Polacy miewają trochę kompleksów gdy porównują swój kraj z zagranicznymi potęgami. A to w kinie za mało efektów, a to sportowcy nie tak szybcy, a to nie ma sukcesów na arenie muzycznej. Jest jednak taki obszar współczesnej (pop)kultury, który absolutnie błyszczy i może służyć za wzór. Rynek firm tworzących gier komputerowych nad Wisłą od kilku ładnych lat jest niezwykle ciekawy, bogaty i łatwo zdobywający kolejne laury. Ale przecież nie zawsze tak było.

 

Prehistoria

Wiedzieliście, że pierwsza polska gra komputerowa jest starsza niż „Pong”? Oczywiście „gra komputerowa” jest określeniem użytym nieco na wyrost - w 1962 roku Witold Podgórski stworzył prostą grę logiczną uruchamianą na komputerze Odra 1003. Brak ekranu najwyraźniej nie był przeszkodą. W tym momencie otworzył się nowy rozdział dla twórców zainteresowanych nowymi technologiami.

W połowie lat 80-tych Polacy zrobili swoje własne wersje zagranicznych hitów – „OiX” z 1984 roku to spectrumowska wersja słynnego kółka i krzyżyka, a młodsza o rok „Gąsienica” była po prostu klonem słynnego „Węża”. Dziesięć lat później pojawiły się podwaliny tego, co dziś stanowi o doskonałej kondycji tej branży w Polsce. Przygodówki „Sołtys” i „Teenagent” zostały wydane w 1995 roku i obie z czasem obrosły kultem, a ich oryginalne wydania są gratką dla kolekcjonerów, zaś starsza o rok bijatyka „Franko” magicznym uczyniła chodzenie po osiedlach na wzór tego, co mogliśmy oglądać w słynnych automatowych beat'em-upach.
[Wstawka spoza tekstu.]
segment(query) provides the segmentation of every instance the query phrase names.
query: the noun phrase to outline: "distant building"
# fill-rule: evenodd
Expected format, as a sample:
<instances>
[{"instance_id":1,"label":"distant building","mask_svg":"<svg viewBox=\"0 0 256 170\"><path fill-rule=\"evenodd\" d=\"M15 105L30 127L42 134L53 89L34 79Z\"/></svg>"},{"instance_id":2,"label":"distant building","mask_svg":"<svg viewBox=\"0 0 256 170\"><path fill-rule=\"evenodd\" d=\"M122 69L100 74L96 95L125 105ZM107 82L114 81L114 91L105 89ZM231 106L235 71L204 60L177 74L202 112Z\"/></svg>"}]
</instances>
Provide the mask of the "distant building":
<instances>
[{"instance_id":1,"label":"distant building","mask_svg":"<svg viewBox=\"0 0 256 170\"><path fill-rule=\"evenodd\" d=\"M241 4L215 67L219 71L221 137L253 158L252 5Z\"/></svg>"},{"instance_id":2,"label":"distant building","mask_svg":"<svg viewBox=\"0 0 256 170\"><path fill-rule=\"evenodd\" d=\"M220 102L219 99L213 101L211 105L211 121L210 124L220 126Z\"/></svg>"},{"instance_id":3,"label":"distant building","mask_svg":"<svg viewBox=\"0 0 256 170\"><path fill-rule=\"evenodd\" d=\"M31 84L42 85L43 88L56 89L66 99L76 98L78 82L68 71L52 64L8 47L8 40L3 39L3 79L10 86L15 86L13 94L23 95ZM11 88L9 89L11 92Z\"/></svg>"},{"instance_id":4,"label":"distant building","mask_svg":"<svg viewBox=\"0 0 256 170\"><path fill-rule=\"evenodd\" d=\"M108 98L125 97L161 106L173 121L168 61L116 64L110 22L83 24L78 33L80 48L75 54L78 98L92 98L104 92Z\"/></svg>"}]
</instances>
Mimo starań deweloperów i premier nieźle przyjętych gier „Gorky 17” czy „Mortyr”, ciągle z zazdrością spoglądaliśmy na zagraniczne firmy, bo najlepsze i najbardziej znane gry  nadal powstawały albo w USA, albo w Japonii. Gdy w 2004 roku zadebiutowała strzelanina „Painkiller” stało się jasne, że oto nadchodzą prawdziwe zmiany. Że nareszcie światowy sukces jest w zasięgu ręki.

 

Współczesność

Najszybciej przychodzącym do głowy przykładem wielkiego sukcesu polskiego game-devu jest oczywiście trylogia o Geralcie z Rivii. Trzy odsłony „Wiedźmina” (z 2007, 2011 i 2015 roku) okazały się świetnym przykładem przemyślanego rozwoju i stopniowego dochodzenia do doskonałości. Trzecia część jest zresztą najlepiej ocenianą, najlepiej sprzedającą się i najbardziej rozpoznawalną polską grą, a to niebagatelne osiągnięcie.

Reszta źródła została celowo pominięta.